ངོ་འཕྲད་བདེ་བའི་དྲ་འབྲེལ།

གཟའ་ཕུར་བུ། ༢༠༢༤/༠༣/༢༨

China Urges Exiled Dissident to Follow Chinese Law


Blind Chinese legal activist Chen Guangcheng arrives at Washington Square Village on the campus of New York University, May 19, 2012, in New York.
Blind Chinese legal activist Chen Guangcheng arrives at Washington Square Village on the campus of New York University, May 19, 2012, in New York.

Chinese officials are calling on exiled dissident Chen Guangcheng to follow Chinese law, although they gave no details on whether authorities would allow the blind legal activist back into the country should he choose to return from the United States.

Foreign Ministry spokesman Hong Lei Monday was asked if the Chinese government will allow Chen Guangcheng to return to China.

He did not directly answer the question, but said that since Chen is a Chinese citizen, he should abide by Chinese laws and regulations.

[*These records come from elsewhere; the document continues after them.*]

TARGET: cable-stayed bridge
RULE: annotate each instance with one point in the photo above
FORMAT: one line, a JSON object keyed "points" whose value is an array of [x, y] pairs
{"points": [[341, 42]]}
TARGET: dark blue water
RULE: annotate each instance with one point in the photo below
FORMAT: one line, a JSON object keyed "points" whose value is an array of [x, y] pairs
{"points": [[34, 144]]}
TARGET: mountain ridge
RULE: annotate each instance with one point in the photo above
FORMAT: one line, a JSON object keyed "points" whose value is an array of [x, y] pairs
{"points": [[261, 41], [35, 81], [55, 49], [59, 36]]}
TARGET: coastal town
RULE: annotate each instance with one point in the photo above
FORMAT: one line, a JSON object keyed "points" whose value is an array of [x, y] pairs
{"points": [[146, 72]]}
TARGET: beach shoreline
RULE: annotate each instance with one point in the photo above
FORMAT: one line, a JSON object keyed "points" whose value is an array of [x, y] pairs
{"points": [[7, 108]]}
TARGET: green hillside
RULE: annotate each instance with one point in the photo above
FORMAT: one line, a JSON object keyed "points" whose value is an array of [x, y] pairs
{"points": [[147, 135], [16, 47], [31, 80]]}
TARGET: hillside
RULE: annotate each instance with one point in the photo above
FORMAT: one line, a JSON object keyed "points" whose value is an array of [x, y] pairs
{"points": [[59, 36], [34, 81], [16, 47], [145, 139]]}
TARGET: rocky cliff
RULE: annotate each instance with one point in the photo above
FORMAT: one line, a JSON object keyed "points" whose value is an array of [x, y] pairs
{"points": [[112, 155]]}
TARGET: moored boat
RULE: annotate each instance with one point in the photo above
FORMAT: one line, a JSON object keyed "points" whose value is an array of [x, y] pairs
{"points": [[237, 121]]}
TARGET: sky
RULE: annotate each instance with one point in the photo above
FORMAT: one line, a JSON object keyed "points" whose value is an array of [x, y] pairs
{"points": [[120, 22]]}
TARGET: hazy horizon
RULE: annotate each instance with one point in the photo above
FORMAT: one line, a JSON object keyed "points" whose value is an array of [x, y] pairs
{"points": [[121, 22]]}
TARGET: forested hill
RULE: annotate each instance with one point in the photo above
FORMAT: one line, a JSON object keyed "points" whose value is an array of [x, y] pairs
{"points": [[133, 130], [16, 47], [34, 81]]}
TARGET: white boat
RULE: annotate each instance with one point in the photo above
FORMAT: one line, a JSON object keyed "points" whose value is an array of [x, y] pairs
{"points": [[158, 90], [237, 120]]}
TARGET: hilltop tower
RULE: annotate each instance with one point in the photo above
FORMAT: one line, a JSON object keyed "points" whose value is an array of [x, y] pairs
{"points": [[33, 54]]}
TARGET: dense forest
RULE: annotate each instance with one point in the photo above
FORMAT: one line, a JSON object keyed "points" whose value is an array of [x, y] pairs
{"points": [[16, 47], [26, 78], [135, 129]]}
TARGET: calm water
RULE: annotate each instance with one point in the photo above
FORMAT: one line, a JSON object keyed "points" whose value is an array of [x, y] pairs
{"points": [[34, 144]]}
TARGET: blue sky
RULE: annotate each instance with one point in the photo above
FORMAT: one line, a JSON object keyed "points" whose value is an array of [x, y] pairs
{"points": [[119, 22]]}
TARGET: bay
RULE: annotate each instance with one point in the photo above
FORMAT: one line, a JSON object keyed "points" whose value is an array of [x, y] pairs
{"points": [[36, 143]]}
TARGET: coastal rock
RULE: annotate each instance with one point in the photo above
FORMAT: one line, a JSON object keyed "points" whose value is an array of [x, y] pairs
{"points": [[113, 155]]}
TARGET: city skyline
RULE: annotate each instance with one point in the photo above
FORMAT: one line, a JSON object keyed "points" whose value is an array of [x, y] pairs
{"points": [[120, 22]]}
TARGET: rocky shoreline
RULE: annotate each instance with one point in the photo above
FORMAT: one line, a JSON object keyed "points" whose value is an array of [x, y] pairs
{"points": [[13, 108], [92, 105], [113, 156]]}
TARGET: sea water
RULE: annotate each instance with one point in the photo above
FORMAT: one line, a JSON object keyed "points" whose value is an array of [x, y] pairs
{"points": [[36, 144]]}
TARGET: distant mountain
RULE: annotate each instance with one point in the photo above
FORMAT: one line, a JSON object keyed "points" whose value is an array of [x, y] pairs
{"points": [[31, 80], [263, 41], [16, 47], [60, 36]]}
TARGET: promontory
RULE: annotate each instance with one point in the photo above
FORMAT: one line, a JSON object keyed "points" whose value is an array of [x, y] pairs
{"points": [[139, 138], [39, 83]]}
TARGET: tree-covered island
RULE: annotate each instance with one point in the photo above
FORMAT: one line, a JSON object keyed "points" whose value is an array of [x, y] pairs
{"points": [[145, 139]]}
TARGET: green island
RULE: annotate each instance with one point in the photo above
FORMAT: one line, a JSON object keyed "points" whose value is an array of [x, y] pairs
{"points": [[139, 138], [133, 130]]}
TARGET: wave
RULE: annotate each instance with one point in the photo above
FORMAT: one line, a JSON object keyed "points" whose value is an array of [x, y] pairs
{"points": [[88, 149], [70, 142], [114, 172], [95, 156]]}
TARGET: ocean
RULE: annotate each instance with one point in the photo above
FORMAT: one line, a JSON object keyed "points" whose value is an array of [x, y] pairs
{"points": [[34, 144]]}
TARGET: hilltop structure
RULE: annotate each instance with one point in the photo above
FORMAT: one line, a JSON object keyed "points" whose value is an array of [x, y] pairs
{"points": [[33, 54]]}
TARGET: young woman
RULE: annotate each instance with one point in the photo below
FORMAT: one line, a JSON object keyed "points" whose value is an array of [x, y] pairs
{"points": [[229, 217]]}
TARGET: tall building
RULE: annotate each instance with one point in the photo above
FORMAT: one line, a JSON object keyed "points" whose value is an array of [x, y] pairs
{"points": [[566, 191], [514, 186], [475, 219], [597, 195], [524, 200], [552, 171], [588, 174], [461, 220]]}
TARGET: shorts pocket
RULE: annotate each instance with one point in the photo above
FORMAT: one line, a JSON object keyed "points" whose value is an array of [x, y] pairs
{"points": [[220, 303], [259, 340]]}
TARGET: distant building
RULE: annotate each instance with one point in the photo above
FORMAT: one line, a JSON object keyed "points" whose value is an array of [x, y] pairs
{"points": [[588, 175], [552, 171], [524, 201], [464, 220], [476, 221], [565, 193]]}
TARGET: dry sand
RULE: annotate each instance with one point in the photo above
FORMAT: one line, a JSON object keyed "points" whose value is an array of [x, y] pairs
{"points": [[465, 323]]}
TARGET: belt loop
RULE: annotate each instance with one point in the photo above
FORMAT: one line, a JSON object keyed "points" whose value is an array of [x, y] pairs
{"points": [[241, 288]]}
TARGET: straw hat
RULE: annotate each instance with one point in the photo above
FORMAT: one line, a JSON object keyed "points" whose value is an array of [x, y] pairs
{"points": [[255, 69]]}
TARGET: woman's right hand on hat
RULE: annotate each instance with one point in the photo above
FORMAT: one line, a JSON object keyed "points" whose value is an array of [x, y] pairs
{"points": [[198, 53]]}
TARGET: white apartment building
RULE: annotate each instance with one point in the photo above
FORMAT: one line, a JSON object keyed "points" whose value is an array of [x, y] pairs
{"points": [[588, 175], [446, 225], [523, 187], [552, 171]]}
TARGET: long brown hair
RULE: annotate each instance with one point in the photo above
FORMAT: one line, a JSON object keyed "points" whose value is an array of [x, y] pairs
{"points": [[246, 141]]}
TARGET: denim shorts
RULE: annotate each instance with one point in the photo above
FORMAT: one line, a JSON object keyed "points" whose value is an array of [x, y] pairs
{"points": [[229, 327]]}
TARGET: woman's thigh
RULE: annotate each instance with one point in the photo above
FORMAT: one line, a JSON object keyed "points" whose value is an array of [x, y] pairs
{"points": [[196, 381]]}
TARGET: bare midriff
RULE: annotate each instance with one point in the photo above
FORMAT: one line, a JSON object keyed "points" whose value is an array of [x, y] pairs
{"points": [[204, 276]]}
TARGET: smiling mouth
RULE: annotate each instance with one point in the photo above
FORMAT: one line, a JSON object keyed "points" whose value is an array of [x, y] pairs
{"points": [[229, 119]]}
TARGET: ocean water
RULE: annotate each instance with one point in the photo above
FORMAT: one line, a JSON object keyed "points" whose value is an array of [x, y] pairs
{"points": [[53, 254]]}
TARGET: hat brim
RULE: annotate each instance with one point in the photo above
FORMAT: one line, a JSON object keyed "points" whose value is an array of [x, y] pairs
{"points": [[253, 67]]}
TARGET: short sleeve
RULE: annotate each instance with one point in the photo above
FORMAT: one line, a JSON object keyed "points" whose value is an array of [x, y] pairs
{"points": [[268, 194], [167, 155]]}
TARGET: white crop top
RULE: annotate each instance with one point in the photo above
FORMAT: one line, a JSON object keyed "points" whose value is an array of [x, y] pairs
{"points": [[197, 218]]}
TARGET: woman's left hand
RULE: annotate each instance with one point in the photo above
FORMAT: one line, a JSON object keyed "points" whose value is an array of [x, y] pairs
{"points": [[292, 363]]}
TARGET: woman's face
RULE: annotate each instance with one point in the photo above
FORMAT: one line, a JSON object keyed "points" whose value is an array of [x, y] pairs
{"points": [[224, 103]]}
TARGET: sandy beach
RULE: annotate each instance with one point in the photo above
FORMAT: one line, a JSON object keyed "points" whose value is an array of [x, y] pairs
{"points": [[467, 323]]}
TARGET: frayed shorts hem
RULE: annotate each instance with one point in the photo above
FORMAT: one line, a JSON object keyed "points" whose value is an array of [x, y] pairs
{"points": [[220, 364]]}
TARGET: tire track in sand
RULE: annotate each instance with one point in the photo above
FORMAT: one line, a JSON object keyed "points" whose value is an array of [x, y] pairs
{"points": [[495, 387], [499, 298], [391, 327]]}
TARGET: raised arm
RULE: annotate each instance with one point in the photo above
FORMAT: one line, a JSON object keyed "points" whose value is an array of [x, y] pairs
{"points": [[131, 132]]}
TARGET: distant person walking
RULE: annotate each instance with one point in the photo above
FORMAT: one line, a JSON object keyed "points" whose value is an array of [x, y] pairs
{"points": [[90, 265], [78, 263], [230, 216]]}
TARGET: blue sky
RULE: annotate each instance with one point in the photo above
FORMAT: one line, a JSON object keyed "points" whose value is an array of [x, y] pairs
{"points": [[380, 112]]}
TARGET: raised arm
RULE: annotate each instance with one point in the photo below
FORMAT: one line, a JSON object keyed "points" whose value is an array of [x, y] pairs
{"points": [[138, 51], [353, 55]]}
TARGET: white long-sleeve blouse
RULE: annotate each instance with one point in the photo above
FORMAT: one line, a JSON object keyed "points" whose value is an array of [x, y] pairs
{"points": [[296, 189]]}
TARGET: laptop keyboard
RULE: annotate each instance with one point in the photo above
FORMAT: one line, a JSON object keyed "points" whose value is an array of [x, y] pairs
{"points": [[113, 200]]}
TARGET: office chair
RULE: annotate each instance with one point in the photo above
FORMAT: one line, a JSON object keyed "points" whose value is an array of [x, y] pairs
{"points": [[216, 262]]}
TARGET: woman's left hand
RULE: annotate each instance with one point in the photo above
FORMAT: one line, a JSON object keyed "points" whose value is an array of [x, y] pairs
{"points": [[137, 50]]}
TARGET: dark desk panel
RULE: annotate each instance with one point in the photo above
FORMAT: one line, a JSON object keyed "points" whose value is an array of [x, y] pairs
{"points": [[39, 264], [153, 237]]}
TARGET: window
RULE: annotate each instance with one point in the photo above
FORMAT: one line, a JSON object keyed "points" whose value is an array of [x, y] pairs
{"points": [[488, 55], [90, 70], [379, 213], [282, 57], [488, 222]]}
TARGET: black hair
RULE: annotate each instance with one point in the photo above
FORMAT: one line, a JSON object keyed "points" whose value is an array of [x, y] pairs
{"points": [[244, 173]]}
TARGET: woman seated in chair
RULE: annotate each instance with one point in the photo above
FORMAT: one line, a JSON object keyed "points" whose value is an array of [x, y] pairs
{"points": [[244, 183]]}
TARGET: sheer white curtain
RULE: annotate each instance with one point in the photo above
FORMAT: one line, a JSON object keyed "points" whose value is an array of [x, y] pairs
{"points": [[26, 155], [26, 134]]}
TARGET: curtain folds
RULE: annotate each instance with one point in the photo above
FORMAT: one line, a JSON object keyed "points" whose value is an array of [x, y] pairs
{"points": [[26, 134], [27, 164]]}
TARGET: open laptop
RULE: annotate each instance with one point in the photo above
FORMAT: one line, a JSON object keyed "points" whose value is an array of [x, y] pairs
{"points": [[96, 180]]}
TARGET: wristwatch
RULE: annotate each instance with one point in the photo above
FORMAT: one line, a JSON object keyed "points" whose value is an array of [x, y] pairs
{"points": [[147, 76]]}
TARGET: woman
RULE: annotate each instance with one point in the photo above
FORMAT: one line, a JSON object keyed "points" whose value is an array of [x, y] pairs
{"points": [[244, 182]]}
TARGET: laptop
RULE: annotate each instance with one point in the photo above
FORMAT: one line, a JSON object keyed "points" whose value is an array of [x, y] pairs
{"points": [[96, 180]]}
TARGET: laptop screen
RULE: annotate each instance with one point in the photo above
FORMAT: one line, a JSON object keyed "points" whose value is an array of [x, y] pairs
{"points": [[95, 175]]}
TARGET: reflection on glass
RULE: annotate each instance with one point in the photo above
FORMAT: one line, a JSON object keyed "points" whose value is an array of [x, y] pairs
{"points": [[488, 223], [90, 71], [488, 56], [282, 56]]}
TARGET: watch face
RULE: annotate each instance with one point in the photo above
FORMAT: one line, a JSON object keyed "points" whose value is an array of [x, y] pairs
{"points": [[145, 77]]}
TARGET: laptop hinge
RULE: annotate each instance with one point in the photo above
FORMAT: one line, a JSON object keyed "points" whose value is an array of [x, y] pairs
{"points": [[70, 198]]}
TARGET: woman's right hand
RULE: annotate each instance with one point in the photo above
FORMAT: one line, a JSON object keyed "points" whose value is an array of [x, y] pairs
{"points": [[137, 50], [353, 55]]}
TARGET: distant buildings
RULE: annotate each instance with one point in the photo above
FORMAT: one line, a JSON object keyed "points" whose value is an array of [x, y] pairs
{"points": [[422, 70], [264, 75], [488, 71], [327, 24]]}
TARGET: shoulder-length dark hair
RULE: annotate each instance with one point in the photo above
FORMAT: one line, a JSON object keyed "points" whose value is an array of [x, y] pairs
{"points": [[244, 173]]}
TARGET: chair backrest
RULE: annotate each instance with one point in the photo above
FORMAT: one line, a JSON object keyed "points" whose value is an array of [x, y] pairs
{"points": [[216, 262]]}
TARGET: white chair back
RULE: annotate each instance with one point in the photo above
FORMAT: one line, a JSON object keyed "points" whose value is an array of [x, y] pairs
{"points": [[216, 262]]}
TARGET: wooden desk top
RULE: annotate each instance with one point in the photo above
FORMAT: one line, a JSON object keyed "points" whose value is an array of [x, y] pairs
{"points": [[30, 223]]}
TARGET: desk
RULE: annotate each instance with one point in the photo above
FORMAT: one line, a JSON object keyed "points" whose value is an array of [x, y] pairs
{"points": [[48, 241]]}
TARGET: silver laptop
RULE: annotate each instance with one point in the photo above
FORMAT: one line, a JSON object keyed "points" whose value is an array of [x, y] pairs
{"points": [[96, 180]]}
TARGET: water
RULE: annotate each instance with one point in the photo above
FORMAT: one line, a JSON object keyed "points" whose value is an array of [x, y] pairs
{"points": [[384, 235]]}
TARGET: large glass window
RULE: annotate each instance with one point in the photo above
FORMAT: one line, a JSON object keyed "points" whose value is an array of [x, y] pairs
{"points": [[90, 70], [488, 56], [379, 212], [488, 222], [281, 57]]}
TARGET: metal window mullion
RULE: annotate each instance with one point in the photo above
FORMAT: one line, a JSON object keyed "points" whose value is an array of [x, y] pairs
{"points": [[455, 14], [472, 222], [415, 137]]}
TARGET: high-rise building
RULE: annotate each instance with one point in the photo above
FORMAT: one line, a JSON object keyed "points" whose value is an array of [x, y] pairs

The spokesman also did not answer directly questions about whether Beijing is conducting an investigation into what Chen says are abusive activities by local officials.

Chen and his family left China for the United States on Saturday. He is a 40-year-old self-taught legal activist who was jailed for four years after he helped Chinese stand up against abortions and sterilizations forced by family planning officials.

After he was freed from prison in 2010, he was kept under heavy surveillance, and reportedly even beaten, in his home in Shandong. Earlier this month, he drew international media attention when he sought refuge in the U.S. embassy in Beijing.

At the time, the Chinese government demanded an apology from the United States for what it called interference in China's internal affairs. The foreign ministry spokesman Monday did not repeat that demand.

He says China has noted that the U.S. side takes its concerns seriously and will take concrete measures to prevent similar incidents from happening again.

New York University law professor Jerome Cohen says Chen has no fixed time limit for how long he can stay in the United States.

"Maybe he'll really be a very serious student for more than a year," he said. "Another possibility is maybe he'll go back to China directly at the end of the year, if things look good. Another option is to stay a year or two, or more, and mostly do human rights work."

Cohen is helping settle Chen and his family. New York University has offered the Chinese legal activist a fellowship.